In 1952, Wheeler joined the Geological Survey of Canada. He worked for them for 39 years. He spent the first 20 years mapping the geology of 100,000 square kilometers. The greatest part of this achievement was the Cordillera from northern Washington to eastern Alaska. He also mapped several regions of the Yukon, including the St. Elias Mountains, and parts of British Columbia, including the Selkirk Mountains. His work has become the foundation of all subsequent Cordilleran mapping studies and set the standard for geological mapping in Canada. In 1968, Wheeler was appointed head of the Survey’s Cordilleran Section.

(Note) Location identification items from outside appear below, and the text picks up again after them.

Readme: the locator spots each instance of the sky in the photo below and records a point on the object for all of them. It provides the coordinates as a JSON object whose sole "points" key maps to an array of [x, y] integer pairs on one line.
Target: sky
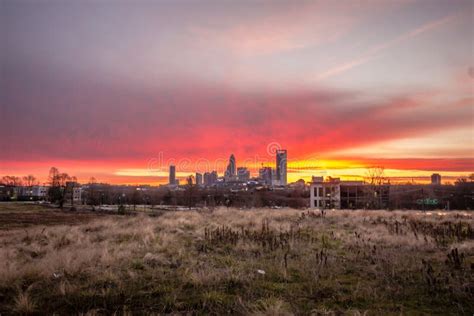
{"points": [[118, 90]]}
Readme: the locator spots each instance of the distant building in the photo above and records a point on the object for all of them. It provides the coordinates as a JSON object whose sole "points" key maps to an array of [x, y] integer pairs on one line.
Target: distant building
{"points": [[266, 175], [39, 191], [230, 173], [210, 178], [73, 189], [325, 194], [198, 178], [436, 179], [243, 174], [334, 193], [172, 180], [281, 166]]}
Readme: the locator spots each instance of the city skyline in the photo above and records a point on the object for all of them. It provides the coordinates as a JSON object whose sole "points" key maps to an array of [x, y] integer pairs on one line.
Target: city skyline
{"points": [[101, 90]]}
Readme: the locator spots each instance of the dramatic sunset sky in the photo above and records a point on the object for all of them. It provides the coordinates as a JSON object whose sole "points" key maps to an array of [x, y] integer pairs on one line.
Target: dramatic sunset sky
{"points": [[119, 89]]}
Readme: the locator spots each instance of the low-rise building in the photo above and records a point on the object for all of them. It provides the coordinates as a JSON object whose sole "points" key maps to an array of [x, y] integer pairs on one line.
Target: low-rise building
{"points": [[325, 194]]}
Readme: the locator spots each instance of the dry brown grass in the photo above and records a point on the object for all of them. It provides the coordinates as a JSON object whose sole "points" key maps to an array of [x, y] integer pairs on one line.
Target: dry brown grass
{"points": [[353, 262]]}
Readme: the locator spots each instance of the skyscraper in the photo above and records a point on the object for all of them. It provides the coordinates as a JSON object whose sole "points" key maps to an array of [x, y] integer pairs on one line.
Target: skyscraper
{"points": [[265, 173], [198, 178], [436, 179], [230, 173], [172, 175], [281, 162], [243, 174]]}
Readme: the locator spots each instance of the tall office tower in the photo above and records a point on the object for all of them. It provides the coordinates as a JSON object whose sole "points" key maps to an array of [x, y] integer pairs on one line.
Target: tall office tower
{"points": [[172, 175], [230, 173], [265, 173], [213, 177], [243, 174], [207, 178], [198, 178], [281, 162], [436, 179]]}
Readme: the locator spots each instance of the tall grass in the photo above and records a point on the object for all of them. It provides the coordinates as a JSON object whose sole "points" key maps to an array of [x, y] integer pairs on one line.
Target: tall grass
{"points": [[258, 261]]}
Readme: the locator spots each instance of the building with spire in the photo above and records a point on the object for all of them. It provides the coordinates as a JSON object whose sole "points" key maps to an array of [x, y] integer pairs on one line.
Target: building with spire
{"points": [[230, 173], [281, 166]]}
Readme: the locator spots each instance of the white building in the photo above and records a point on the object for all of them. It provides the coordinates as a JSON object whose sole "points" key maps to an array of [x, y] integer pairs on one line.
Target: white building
{"points": [[325, 194]]}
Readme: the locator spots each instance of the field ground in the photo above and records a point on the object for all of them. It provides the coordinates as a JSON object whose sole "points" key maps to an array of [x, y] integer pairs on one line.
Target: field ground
{"points": [[229, 261]]}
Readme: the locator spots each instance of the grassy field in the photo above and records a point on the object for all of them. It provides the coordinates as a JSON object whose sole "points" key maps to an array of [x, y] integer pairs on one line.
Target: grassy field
{"points": [[229, 261]]}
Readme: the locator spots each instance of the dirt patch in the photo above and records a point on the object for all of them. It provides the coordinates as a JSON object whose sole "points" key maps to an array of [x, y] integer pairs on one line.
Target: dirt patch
{"points": [[21, 216]]}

In the 1970s, Wheeler moved to Ottawa to become a manager. He was promoted to Chief Geologist, with responsibility for the scientific program. In the 1980s he returned to Vancouver to be the General Editor of the new 8-volume edition of the Geology of Canada. He prepared many of the large regional and national maps.
In the early 1980s, he lobbied for establishment of the Lithoprobe project. This 20-year project performed geoscientific studies on and mapped the deep seismic transects of Canada’s crust. He served as chairman of Lithoprobe’s steering committee for two years.
Wheeler retired in 1990. He works as an emeritus research scientist at the Geological Survey of Canada and on the Geological Map of North America.
Geological Association of Canada
Wheeler became a member of the Geological Association of Canada in 1957. He was a Councillor from 1968-1972. He served as President from 1970-1971.
- 2002 awarded the Massey Medal by the Royal Canadian Geographical Society
- 2003, awarded the Logan Medal by the Geological Association of Canada
- awarded an Honorary Doctorate of Science (honoris causa) at the University of British Columbia.